ST. PETRSBURG, FLA — ST. PETERSBURG, Fla. -- Howard Metzenbaum was preaching to the choir. Whenever he took a verbal shot at Major League Baseball, applause erupted among the crowd of 150-or-so, expansion-hungry Floridians who showed up for yesterday's hearing on baseball's antitrust exemption.
There was no pretense of objectivity. Metzenbaum, chairman of the Senate Subcommittee on Antitrust, Monopolies and Business Rights, is working to remove the antitrust protection afforded baseball by the Supreme Court in 1922.
He was joined on the dais at Bayfront Convention Center by U.S. senators Connie Mack and Bob Graham of Florida, who left little doubt that their involvement in the antitrust issue was linked to the failure of the Tampa/St. Petersburg area to acquire a major-league franchise.
"I must say that Senate hearings don't usually include applause," Metzenbaum said early in the proceedings, "but you're such an enthusiastic audience, what the heck."
The issue is fairly simple.
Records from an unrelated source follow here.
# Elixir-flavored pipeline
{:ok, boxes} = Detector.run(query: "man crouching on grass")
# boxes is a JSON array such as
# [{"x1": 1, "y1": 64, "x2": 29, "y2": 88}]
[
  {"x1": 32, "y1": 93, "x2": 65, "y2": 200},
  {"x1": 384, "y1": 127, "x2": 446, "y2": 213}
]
Major League Baseball has been allowed to operate as a legal monopoly, and there is a political movement afoot to make the game conform to the same rules that govern other professional sports. Baseball officials contend that baseball is a unique enterprise and needs the exemption to operate effectively.
What makes the issue complicated is the number of competing interests and issues that come within the scope of the debate.
The topic of yesterday's hearing was "Major League Baseball's Antitrust Exemption: Can a Weak Commissioner Protect the 'Best Interests of the Game'?"
Metzenbaum largely stuck with that agenda, grilling baseball Executive Council chairman Bud Selig on the redefined role of the commissioner -- as it is spelled out in the newly restructured Major League Agreement.
Several other interested parties appeared before the committee, including former pitcher and current Kentucky congressman Jim Bunning and Major League Baseball Players Association director Don Fehr.
The stated topic of the debate begged the question. Metzenbaum and his supporters say the absence of a strong commissioner leaves baseball without its only legitimate argument for maintaining its unique protection from federal antitrust statutes. Selig spent most of the hearing making the argument that the restructured Major League Agreement strengthens the office of commissioner because it outlines his jurisdiction more clearly.
The questioning got contentious at times, with Metzenbaum pressing issues that sometimes belied his lack of knowledge about the workings of baseball management. Selig held his own, but his refusal to concede that the commissioner's office had been weakened only seemed to aggravate the Ohio senator.
"You have undermined the power of the commissioner to do anything to affect public confidence and integrity," Metzenbaum said. "You have made him a figurehead . . . nothing more than a lackey."
"I couldn't disagree with you more," Selig replied. "In relation to labor, that man has as much authority as anybody else in this country."
The owners intend to appoint a commissioner who will be their chief bargaining agent with the players and umpires, but the power of the commissioner to act in the best interests of the game has been limited.
Metzenbaum and Selig argued frequently over the historic role of the commissioner, with Selig making the case that past commissioners seldom ruled on issues that have prompted the latest challenge to the game's antitrust exemption. He tried to persuade the committee that the role of commissioner needed to be clarified after more than 70 years of ambiguity.
"The Constitution has been amended eight times since 1921," he said. "Don't we have a right to make changes that reflect the changing times?"
"You have the right to do anything you want," Metzenbaum shot back, "and we have the right to take away your antitrust exemption."
The two Florida senators, as well as several other local politicians, turned the hearing into a far more parochial exercise that focused heavily on expansion and baseball's 1992 decision to override a purchase agreement that would have moved the San Francisco Giants into St. Petersburg's ThunderDome.
Perhaps the most provincial statement came from Graham, who compared baseball's expansion criteria unfavorably with that of the NFL. Florida recently was awarded an NFL expansion franchise in Jacksonville.
Selig's popularity with C-SPAN watchers in Baltimore undoubtedly went up when he defended baseball's decision to resist team location and move deliberately on expansion.
"I'm sure there are a few fans in Baltimore who remember Bob Irsay's midnight ride," he said, "and there are people in Oakland who would like Al Davis to bring the Raiders back."
Though Selig was respectful throughout his interrogation, he succeeded in exposing the political nature of the Florida-based hearing with a response to criticism of baseball's handling of the Giants sale.
"If we had not acted the way we did in San Francisco," Selig said, "I'd be sitting in front of [California] Sen. [Barbara] Boxer and Sen. [Dianne] Feinstein right now. You're damned if you do and damned if you don't."